After years of fruitless struggle Seamus Fogarty is poised for stardom, writes Ed Power
Seamus Fogarty’s music should, on paper at least, be a bit of a muddle. The London-based Mayo songwriter splices heartfelt folk, confessional rock and experimental electronica — genres that do not necessarily play well together. But he makes it work — gloriously so, on his acclaimed new album, The Curious Hand.
“I embrace my mistakes,” he says. “I’m not chasing perfection. Accidents can actually help. What it’s about, really, is creating a little world inside the song.”
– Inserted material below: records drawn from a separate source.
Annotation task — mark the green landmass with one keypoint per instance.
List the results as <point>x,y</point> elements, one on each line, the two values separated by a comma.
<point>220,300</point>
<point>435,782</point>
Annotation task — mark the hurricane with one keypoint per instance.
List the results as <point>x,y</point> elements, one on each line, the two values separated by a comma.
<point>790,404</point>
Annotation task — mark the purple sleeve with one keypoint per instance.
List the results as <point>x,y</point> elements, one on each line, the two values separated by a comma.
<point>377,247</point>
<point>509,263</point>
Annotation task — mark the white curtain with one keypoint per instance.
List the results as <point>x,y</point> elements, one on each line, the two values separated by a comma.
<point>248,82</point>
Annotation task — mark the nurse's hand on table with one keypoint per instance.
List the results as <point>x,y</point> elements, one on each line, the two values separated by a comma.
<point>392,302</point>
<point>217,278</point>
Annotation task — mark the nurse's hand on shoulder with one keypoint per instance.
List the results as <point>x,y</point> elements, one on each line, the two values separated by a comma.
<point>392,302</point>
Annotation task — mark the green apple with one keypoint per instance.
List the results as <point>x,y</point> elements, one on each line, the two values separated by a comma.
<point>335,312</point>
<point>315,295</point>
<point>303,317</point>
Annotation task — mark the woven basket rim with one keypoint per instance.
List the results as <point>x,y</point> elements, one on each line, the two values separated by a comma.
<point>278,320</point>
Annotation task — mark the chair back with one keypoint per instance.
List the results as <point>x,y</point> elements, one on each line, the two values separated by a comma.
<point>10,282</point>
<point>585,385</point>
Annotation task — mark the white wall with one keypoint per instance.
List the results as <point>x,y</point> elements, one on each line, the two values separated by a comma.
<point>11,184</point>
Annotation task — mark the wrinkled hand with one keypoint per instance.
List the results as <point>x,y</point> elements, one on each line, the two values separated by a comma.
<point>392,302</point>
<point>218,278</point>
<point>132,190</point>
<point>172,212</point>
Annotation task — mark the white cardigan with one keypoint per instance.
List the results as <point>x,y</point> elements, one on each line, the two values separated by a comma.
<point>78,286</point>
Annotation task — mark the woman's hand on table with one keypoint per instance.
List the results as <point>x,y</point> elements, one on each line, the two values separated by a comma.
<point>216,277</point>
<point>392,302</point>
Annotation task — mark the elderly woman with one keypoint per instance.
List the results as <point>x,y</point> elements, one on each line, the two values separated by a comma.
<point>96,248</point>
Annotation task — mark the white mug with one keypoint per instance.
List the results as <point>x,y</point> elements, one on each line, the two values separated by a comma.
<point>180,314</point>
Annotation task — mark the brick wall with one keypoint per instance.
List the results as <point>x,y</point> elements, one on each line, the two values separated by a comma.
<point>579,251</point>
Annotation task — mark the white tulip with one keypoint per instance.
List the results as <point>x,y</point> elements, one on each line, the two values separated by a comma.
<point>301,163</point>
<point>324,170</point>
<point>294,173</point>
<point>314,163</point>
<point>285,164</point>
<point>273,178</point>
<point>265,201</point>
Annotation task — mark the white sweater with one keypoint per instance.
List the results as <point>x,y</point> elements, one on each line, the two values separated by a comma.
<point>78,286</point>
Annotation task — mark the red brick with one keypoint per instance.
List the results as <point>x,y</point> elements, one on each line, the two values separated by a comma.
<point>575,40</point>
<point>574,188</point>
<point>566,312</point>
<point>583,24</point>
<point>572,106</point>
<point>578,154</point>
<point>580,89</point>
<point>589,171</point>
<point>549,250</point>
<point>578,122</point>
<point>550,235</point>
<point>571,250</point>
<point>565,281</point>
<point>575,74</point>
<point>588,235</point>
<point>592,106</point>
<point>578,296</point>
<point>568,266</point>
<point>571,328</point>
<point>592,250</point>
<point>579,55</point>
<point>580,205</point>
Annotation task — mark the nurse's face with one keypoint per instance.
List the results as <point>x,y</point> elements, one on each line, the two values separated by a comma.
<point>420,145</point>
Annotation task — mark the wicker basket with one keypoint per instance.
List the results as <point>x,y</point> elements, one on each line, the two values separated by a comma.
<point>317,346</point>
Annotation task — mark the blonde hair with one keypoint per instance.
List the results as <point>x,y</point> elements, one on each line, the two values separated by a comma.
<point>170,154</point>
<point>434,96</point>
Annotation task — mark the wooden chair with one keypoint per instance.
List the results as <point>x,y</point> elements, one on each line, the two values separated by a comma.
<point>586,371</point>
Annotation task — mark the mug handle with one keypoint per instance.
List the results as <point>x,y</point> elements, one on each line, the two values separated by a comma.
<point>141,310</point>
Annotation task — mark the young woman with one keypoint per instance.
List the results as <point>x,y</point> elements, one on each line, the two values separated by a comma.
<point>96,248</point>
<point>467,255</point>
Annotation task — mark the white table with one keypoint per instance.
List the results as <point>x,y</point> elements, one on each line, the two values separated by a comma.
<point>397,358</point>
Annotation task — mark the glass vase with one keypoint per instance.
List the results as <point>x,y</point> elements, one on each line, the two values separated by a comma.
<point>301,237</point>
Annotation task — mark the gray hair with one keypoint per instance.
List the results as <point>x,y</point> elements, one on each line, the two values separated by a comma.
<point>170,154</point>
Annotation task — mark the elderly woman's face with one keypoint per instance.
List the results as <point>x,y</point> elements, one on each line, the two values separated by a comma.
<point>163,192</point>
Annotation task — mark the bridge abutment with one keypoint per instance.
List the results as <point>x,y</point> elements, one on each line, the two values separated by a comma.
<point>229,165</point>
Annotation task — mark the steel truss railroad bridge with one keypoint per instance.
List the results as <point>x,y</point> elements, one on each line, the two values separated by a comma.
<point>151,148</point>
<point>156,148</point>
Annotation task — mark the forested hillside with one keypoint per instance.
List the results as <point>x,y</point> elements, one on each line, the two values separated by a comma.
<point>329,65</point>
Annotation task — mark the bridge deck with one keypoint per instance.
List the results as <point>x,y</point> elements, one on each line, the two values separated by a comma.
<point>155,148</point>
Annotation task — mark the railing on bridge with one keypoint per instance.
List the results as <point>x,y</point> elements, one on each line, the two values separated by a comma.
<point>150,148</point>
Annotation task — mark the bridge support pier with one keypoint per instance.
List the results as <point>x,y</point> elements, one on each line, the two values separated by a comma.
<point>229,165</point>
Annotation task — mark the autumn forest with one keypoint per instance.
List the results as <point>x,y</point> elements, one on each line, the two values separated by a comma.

After years of thankless struggle, Fogarty is on the brink of becoming a big deal. The Curious Hand is released by Domino Records, one of Europe’s major independent record labels, with Arctic Monkeys and Franz Ferdinand among its success stories.
The reviews, moreover, have been swooning. Hot Press awarded The Curious Hand eight stars, The Guardian hailed the album as “stunning and mercurial”; Clash magazine praised it as “rollicking” and “refreshing”.
“It’s nice that people are having the same reaction I had when I was sitting in the control room listening back,” says Fogarty. “It’s the response you dream about.”
What’s especially impressive is how he conveys the joys, frustrations and dark humour that are part of growing up in small town Ireland — without sinking into the performative, self-hating Irishness that tends to go down well with the chattering classes in the UK, where Fogarty has been based since 2012.
“It’s that classic thing where you move away from home and you become more selective about the good parts and the bad parts,” says Fogarty, a native of Swinford (pop 1,400).
“You live somewhere like London and it’s the exact opposite of Mayo. It’s nice to get home — the air is so clean. Swinford was a formative place for me — a small community, which by definition has good and bad points. I would have grown up around a lot of strong characters — they do have an impact.”
Fogarty moved to London for love. He was previously been based in Limerick and had come into contact with acclaimed folk label the Fence Collective when invited out of the blue to support Fence stalwart James Yorkston in Kilkenny. It was the beginning of a creative relationship that would transform his career.
“I was in Limerick and a bit fed up,” he remembers. “At the time, I didn’t really know much about James. I thought, ‘well I’ll do the show’. So I went to Kilkenny and we got on well. About a month after that, the Fence Collective was putting on a festival in Scotland. I kept hassling them to get onto that. It was a woman that originally brought me over to London. The Fence connection was a factor too. I thought I would up sticks and give it a shot.”
Music is a full time occupation and behind the rumpled, self-deprecating manner Fogarty is clearly ambitious. His prospects are further boosted by the fact that his music is both earthy and avant-garde.
A commission for the Metropolitan Museum of Art in New York, in collaboration with a contemporary opera company, is testament to his ability to shoot high. He’s also at home in a more uproarious club environment.
“I just do what I like listening to myself,” he shrugs. “You just try different things and go with it.”
Fogarty is thoroughly unfazed by all the acclaim — and if happy to be part of the family at Domino, certainly isn’t intimidated by the label or its storied history. “You just try different things and go with it.”
“I actually recorded the album a year ago — before I’d even signed for Domino. It’s so long ago, you kind of forget was it any good. Then it comes out and it’s nice to have the reaction. I say to friends that if I’d known this time a year ago it would be appearing on Domino I’d have pinched myself. It’s great to be on the rise. We’ll go with it and see where it leads.”